Editor’s note: This article has been updated to include interviews with the worker’s mother and brother.
The federal government has proposed $167,933 in penalties for a Marietta company, charging that lax procedures were responsible for the death of a worker in February.
Company officials denied the allegations and contested the government’s version of the incident in which Leonard Grier, 58, died.
Meanwhile, Grier’s family told The Atlanta Journal-Constitution that company officials stonewalled their efforts to find out what happened.
The U.S. Department of Labor’s Occupational Safety and Health Administration said Wednesday that Kitchen & Bath Solutions allowed Grier, a forklift operator, to work on elevated storage racks without proper protection and that he fell 15 feet onto a concrete floor.
According to a report by the Marietta Police Department, Grier, who lived in Austell, was found breathing, but unconscious, on Feb. 13 and taken to Kennestone Hospital. The police report said that the forklift from which Grier had apparently fallen had a harness, but it did not appear that he had been wearing it.
He died within days from his injuries, according to OSHA.
The incident was preventable, said Jeffery Stawowy, OSHA area office director. “This case should remind all employers that prioritizing production or profits over safety is never an acceptable choice.”
OSHA cited the company for a number of violations, including an alleged failure to train employees on operating powered industrial trucks safely and not inspecting or removing faulty forklifts from service.
However, the allegations were rejected by Alex Liu, the company president.
He told the AJC that the worker had been trained and warned repeatedly about the need to wear a harness that would keep him from falling. “He had been warned more than once.”
At the time of the incident, Grier was intoxicated, Liu also alleged to the AJC.
In addition to being without a harness, Grier did not follow other safety procedures, using the wrong equipment to lift him toward the higher racks, Liu said.
Kitchen & Bath Solutions imports kitchen cabinets and similar items, selling them wholesale in the United States.
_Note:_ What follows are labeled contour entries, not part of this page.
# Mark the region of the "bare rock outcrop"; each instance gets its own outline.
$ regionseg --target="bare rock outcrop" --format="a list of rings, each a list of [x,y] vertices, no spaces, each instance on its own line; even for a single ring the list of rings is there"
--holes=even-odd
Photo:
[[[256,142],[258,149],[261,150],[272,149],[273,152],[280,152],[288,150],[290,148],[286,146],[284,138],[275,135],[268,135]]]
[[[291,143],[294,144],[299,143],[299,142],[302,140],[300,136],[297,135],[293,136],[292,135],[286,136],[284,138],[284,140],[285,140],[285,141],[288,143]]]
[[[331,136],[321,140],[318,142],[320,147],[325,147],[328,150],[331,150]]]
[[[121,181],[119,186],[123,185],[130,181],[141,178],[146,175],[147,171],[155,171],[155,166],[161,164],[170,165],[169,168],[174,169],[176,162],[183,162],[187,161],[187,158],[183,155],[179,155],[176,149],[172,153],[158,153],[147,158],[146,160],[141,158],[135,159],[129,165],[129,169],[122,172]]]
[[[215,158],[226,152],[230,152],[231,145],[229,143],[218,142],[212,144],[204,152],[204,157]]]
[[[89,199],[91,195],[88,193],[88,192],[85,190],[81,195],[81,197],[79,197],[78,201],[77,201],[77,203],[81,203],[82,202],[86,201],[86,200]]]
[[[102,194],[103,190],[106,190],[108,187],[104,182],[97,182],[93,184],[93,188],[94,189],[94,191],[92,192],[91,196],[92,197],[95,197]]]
It is family owned.
The incident happened on a Saturday when only a handful of the company’s 20 employees were in the facility, including only one supervisor, Liu said. “This was overtime work.”
The company received written notification of OSHA’s conclusion earlier this week, and has 15 business days to respond.
Liu complained that the OSHA investigation was inadequate. Officials did not interview any of the supervisors at the site, he said. “How do they arrive at a decision without even talking to us?”
But it’s the company that has a problem with a lack of communication, Grier’s family members said. Relatives said they learned of the accident from police or hospital officials, not Grier’s employer.
“Isn’t that why you have emergency numbers? So if something happens, you can pick up the phone and call?” said Nathan Grier, Leonard Grier’s younger brother. “They didn’t have enough decency to pick up a phone.”
He said his brother had struggled with drinking, but had to all appearances been sober for months.
“I can’t say whether or not he was drinking,” said Nathan Grier. “If it’s true that he didn’t have his harness on the way he should have, then I’m mad at him. But I have no idea what the company came up with because no one would talk to me.”
Betty Smith, Leonard Grier’s mother, said she was unable to speak to her late son’s employers. “I tried reaching out to them and no one ever called me back,” she said.
She said she was especially bitter about the way the company treated her son after his death.
“The company didn’t do anything for him,” she said. “They didn’t send flowers. Nothing.”